Satu persatu jamaah berdiri meninggalkan ruangan. Haji Rahman dan Fano berdiri membagikan amplop dan bingkisan untuk anak yatim piatu di pintu keluar. Ada juga Mang Dipta, Sujoni dan Tato yang malam itu serempak mengenakan bajo koko warna putih. 

Nama asli Tato sebenarnya Jana. Dia dipanggil tato karena banyak tato di lengan dan tangannya yang malam itu tertutupi dengan baju koko berlengan panjang.

Nila melangkah mendekat ke Dini, Tini dan Ratna juga Ibunya yang sedang membagikan amplop dan bingkisan untuk anak-anak yatim piatu perempuan di bagian utara.

Ratna memberikan tanda kepada Nila untuk ikut membantu membagikan bingkisan. Nila mulai mengambil bingkisan di meja dan melakukan apa yang dilakukan Ratna. Menyerahkan bingkisan kepada anak berusia tujuh sampai dua belas tahun yang menerima dari Nila dengan mencium tangannya. Mereka senasib dengan Nila. 

Menyaksikan senyum gadis-gadis kecil itu membuat mata Nila berembun.

"Nila, kemari sebentar Nak," panggil Bu Farah. "Temui Bapak dan Fano di sana, ya?" tunjuk Bu Farah. Nila menengok ke arah yang ditunjuk Bu Hajjah. Di sana Pak Haji sedang duduk dengan Fano.
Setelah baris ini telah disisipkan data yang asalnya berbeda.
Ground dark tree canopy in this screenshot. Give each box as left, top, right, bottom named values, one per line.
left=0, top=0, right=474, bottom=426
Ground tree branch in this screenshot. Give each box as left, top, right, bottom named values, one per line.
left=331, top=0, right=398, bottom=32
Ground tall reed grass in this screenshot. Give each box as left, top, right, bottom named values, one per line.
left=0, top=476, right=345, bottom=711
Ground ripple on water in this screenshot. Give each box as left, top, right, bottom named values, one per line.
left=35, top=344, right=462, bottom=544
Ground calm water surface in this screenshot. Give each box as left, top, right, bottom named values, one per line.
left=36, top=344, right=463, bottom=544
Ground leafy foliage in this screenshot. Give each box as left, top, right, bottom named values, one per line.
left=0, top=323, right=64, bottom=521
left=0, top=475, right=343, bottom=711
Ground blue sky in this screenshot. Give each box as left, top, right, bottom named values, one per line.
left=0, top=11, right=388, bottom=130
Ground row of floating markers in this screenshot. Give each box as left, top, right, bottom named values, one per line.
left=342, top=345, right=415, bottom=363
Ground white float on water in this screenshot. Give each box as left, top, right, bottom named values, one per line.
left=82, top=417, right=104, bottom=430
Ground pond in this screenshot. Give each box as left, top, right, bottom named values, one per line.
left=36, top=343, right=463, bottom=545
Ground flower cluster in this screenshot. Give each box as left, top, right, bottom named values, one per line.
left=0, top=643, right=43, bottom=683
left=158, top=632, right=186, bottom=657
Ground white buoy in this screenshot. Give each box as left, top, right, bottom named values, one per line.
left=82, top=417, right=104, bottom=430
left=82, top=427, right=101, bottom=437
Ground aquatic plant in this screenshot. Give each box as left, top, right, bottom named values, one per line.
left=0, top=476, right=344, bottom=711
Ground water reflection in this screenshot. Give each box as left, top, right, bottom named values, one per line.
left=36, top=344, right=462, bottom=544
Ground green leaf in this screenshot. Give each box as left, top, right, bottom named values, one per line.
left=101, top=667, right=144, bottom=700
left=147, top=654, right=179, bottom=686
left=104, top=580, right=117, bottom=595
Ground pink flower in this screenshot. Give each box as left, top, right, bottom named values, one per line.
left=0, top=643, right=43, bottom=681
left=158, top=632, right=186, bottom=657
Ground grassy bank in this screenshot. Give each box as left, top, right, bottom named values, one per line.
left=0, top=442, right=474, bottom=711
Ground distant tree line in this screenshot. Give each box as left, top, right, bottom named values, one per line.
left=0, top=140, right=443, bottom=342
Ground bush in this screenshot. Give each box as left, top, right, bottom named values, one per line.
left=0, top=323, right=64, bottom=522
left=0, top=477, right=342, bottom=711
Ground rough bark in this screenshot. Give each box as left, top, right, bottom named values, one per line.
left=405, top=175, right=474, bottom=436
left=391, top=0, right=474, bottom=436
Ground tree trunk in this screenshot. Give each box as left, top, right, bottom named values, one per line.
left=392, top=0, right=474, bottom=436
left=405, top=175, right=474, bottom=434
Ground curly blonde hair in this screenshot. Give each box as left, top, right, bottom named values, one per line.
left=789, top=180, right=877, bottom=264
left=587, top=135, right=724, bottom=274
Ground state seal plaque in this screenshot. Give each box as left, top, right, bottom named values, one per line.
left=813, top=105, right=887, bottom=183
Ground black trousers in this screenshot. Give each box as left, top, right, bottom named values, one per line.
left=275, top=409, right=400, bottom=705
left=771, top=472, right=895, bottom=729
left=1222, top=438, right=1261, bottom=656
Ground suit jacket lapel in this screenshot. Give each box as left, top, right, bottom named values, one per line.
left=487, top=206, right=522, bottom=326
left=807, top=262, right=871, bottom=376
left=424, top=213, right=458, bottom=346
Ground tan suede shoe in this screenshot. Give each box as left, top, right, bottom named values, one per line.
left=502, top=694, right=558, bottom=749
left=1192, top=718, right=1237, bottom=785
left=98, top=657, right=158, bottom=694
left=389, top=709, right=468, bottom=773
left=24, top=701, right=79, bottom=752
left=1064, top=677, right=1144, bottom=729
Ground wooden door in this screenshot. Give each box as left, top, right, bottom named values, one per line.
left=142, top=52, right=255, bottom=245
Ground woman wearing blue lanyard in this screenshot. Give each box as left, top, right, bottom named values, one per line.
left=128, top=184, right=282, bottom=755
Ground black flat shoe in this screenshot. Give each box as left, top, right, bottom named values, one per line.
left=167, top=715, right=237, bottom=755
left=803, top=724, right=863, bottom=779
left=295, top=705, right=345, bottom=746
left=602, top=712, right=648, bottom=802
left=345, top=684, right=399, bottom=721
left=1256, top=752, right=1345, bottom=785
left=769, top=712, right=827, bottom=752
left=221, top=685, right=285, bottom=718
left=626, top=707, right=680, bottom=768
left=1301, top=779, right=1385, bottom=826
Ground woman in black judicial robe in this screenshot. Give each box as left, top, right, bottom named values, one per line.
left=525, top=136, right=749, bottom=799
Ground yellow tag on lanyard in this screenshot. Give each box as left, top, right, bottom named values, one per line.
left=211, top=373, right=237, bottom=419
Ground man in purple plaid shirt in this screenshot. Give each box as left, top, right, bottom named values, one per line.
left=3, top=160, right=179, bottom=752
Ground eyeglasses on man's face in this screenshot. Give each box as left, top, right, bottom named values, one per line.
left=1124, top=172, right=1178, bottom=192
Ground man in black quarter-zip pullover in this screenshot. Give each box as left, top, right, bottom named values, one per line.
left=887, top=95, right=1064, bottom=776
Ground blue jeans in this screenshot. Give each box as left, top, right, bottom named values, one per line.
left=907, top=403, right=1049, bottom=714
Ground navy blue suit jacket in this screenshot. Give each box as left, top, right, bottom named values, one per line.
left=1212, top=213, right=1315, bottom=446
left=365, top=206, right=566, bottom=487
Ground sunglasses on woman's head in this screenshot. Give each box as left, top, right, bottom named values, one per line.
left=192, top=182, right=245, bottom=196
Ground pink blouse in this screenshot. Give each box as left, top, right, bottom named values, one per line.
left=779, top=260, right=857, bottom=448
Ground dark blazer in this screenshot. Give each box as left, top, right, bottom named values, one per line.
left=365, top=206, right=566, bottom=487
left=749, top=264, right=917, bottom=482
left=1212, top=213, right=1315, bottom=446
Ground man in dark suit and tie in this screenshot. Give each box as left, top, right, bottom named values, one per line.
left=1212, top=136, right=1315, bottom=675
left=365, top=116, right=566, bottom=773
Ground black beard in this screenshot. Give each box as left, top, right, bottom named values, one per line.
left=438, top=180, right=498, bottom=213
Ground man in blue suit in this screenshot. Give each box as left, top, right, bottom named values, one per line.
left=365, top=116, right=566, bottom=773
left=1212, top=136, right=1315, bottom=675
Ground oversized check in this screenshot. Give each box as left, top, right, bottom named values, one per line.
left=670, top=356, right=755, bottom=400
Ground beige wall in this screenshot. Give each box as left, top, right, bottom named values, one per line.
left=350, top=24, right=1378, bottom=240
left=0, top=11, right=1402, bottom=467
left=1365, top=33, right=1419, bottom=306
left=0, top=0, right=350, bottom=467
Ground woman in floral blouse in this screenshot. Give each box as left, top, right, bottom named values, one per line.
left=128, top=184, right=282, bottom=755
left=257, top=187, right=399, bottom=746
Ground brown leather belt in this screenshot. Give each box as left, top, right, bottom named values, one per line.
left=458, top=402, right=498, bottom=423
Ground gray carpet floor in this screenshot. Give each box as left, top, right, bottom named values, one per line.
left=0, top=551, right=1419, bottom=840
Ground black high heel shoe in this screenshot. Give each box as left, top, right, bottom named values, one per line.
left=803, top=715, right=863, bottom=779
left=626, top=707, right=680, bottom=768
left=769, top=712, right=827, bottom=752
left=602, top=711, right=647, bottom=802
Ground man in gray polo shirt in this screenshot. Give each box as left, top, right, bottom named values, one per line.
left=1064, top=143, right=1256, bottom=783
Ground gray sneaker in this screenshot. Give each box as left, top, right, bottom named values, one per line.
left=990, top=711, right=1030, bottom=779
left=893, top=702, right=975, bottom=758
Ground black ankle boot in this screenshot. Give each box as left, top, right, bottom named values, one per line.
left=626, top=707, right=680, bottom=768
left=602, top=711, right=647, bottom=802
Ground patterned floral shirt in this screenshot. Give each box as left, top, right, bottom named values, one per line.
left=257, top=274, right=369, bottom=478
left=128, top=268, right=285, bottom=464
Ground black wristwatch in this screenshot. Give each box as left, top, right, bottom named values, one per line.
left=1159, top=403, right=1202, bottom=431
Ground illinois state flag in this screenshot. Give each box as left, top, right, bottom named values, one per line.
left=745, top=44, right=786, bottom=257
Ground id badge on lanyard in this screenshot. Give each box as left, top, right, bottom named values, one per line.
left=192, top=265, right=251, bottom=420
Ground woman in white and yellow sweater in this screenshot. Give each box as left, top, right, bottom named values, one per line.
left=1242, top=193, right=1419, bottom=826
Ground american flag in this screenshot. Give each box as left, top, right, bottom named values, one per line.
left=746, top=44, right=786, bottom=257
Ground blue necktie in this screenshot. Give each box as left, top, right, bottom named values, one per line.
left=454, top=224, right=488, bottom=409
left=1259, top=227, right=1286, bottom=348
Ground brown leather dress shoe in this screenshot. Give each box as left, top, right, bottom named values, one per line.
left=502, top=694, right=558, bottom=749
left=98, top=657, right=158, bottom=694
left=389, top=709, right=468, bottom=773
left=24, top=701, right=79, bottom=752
"Baik, Bu." Nila meninggalkan aktifitasnya. Mengikuti perintah Bu Farah menemui  Haji Rahman dan Fano. 

"Nila, duduk Nak, duduk," perintah Pak Haji penuh wibawa dan kasih, begitu melihat kedatangan Nila. 

Nila memilih kursi yang berhadapan dengan Pak Haji dengan meja ukir kaca berwarna putih sebagai pembatas di depan Nila. 

Fano duduk di depan sudut lebar meja ukir. Jika diambil gambar. Letak duduk mereka bertiga membentuk segi tiga, dan dalam situasi ini posisi Fano berada di puncak segitiga itu.



Bersambung

💜💜💜💜💜



Komentar

Login untuk melihat komentar!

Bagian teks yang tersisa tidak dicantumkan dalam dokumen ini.